Go to the designated corner of the room for those who have made the same choice as you have. Once there, form new "research groups" of four. You will be working together for the next 40 minutes and then reporting your findings back to your "home group." Take careful notes so you can be effective in communicating to your "home group" the central core of ideas proposed by your philosopher or philosophical school.
Part I (For the "research group" - 40 minutes)
Discuss and try to agree on answers to the following question as it pertains to "your philosopher." (We will employ the term "your philosopher" for convenience even when referring to the philosophical schools of atomism or pythagoreanism.) Take careful written notes of your group's answers. Record any significant dissenting opinions where consensus cannot be reached.
1. (10 mins.) Two weeks ago, we ended our study of the Presocratics with a challenging intellectual problem. This problem arose from the encounter or clash between the insights of the Eleatic School (Parmenides and his students) and those of Heraclitus. We cannot proceed today until we re-construct and re-appreciate this intellectual problem.
Go back to your notes from Workshop II on the Presocratics and agree on a formulation of the intellectual problem. Your formulation should have something to say about the following: Being, non-being, motion, one-ness, plurality, change, appearances, reality, reason, and sense perception.
2. (10 mins.) Review your reading notes on the portion of this week's assignment from Wheelwright that deals with your philosopher, and make a list of the main ideas, key propositions, and central assumptions of your philosopher. This list should serve as a concise summary of his philosophical position. Add anything that is needed to round out your summary.
3. (10 mins.) Assume that your philosopher has formulated a philosophical position that resolves the intellectual problem which you described in question 1 above. How does the position you have summarized in question 2 resolve the problem you have described in question 1?

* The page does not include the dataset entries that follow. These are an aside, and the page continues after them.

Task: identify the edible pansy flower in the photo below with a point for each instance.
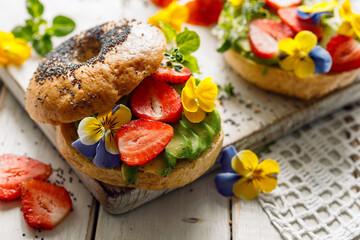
(13, 50)
(316, 11)
(243, 175)
(197, 100)
(174, 14)
(351, 25)
(236, 3)
(303, 56)
(97, 136)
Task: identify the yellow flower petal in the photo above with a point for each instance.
(346, 29)
(305, 68)
(288, 46)
(195, 117)
(236, 3)
(289, 62)
(268, 167)
(306, 41)
(244, 162)
(174, 14)
(90, 130)
(188, 96)
(245, 188)
(17, 51)
(356, 24)
(345, 10)
(265, 183)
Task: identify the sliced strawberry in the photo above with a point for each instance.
(15, 169)
(170, 75)
(276, 4)
(141, 140)
(44, 205)
(204, 12)
(264, 36)
(345, 53)
(290, 17)
(156, 101)
(162, 3)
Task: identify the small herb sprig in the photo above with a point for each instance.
(182, 44)
(36, 30)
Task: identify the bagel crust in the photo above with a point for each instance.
(286, 82)
(185, 171)
(91, 71)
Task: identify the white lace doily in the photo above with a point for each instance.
(318, 192)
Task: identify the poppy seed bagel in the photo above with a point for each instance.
(91, 71)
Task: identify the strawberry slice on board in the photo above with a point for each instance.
(141, 140)
(156, 101)
(170, 75)
(276, 4)
(264, 36)
(290, 17)
(44, 205)
(345, 53)
(15, 169)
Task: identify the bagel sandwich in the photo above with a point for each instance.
(116, 120)
(293, 49)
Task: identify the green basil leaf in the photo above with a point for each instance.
(62, 26)
(188, 41)
(35, 8)
(43, 45)
(23, 32)
(169, 32)
(191, 62)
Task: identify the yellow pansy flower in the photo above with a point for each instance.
(199, 99)
(319, 7)
(294, 53)
(174, 14)
(351, 25)
(236, 3)
(13, 50)
(255, 176)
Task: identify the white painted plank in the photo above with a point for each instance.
(19, 135)
(196, 211)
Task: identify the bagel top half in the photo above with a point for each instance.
(91, 71)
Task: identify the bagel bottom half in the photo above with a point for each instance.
(286, 82)
(186, 171)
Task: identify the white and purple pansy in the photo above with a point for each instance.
(317, 11)
(97, 136)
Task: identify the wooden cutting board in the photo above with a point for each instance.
(252, 118)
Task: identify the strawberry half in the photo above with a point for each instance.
(156, 101)
(345, 53)
(44, 205)
(264, 36)
(139, 141)
(276, 4)
(290, 17)
(15, 169)
(170, 75)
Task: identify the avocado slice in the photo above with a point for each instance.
(214, 121)
(203, 130)
(129, 173)
(196, 141)
(161, 165)
(179, 146)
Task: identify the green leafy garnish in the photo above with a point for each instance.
(182, 46)
(37, 31)
(226, 91)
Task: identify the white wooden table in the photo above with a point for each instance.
(194, 212)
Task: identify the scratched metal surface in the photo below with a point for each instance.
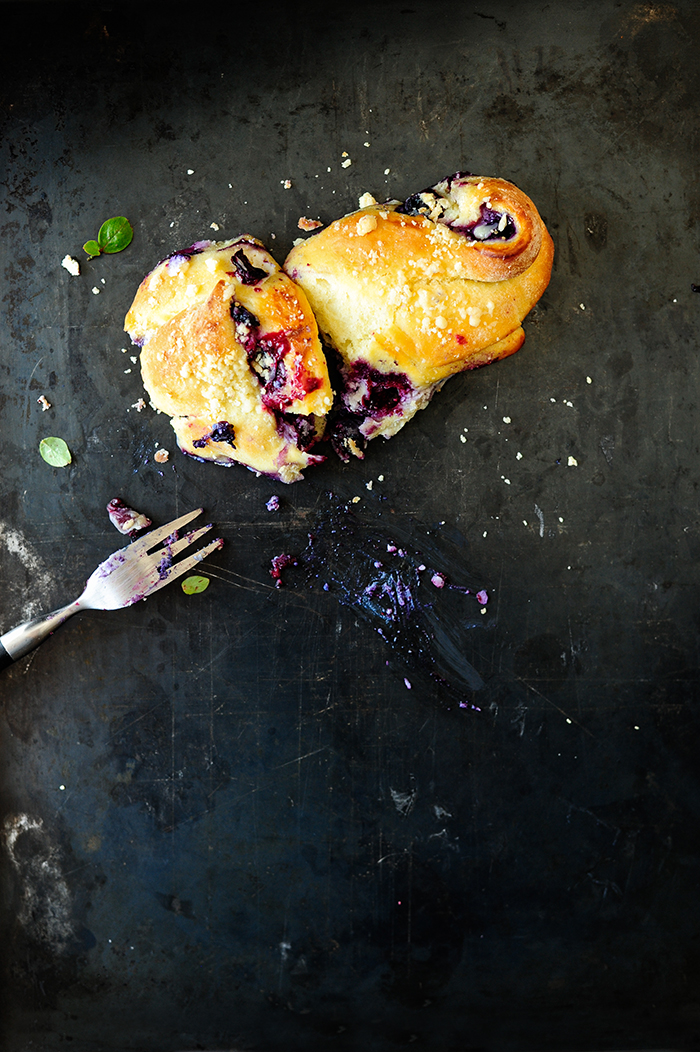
(225, 821)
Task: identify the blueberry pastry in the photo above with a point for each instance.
(408, 294)
(230, 349)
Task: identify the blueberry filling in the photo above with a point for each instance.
(223, 431)
(492, 225)
(245, 271)
(266, 360)
(422, 204)
(379, 392)
(245, 324)
(182, 255)
(297, 429)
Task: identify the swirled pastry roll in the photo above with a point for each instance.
(411, 292)
(230, 349)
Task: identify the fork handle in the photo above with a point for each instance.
(19, 641)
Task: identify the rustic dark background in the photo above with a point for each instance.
(225, 821)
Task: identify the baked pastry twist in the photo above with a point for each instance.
(231, 351)
(408, 294)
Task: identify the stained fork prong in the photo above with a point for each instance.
(187, 540)
(161, 532)
(171, 572)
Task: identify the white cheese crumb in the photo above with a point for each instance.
(365, 224)
(73, 266)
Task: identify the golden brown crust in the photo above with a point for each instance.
(233, 355)
(405, 291)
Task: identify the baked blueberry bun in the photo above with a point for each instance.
(230, 349)
(408, 294)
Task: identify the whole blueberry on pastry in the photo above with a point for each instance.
(230, 349)
(408, 294)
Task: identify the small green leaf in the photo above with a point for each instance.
(195, 584)
(115, 235)
(92, 248)
(55, 451)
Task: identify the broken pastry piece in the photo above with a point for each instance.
(408, 294)
(230, 349)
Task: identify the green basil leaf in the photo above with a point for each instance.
(115, 235)
(195, 584)
(55, 451)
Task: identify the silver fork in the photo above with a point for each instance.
(130, 574)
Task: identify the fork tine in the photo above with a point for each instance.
(158, 534)
(183, 566)
(188, 539)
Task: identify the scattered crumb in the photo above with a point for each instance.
(308, 224)
(73, 266)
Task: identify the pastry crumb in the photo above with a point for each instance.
(308, 224)
(73, 266)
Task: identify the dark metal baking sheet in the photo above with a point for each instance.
(226, 822)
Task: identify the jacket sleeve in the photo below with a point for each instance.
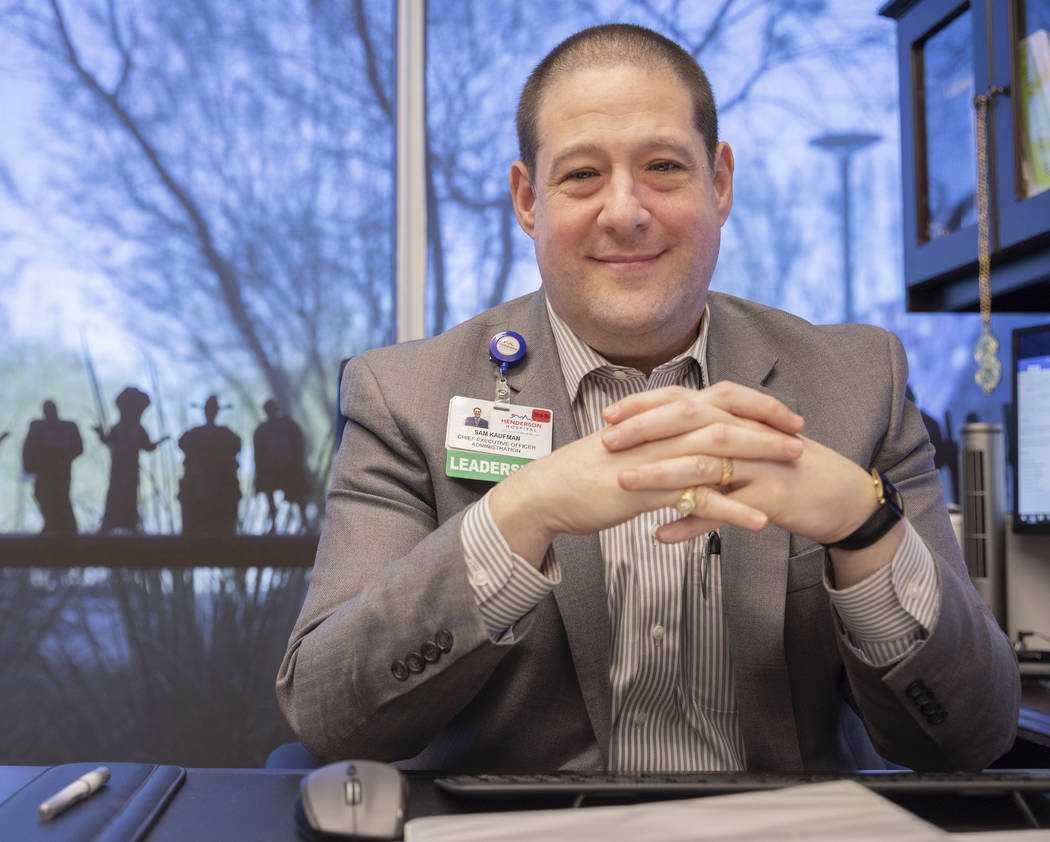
(390, 644)
(952, 701)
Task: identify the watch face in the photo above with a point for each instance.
(893, 495)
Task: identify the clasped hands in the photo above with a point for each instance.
(662, 442)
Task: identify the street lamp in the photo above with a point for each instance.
(843, 144)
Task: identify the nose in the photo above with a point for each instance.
(624, 211)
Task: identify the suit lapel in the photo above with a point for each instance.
(755, 573)
(581, 595)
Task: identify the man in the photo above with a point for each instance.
(49, 449)
(578, 613)
(279, 462)
(209, 490)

4. (10 mins.) What account would your philosopher give of the burning candle we observed in Workshop I?
(OVER)
RETURN TO YOUR "HOME GROUP" FOR PART II
Part II (for the "home group" - 55 minutes)
A. (30 minutes) Each person in turn should communicate to the rest of the group the answers of your "research group" to the four questions in Part I. When you are done, the other members should pose clarifying questions, and the person reporting should attempt to answer these. The goal is to bring the group "up to speed" on all four of the philosophers. Each person has 7-8 minutes.
B. (25 minutes) As a group, discuss and try to agree on answers to the following questions. Take notes on your answers, and have one person keep an eye on the time so that you proceed through them at the appropriate speed. You have 25 minutes to answer them all.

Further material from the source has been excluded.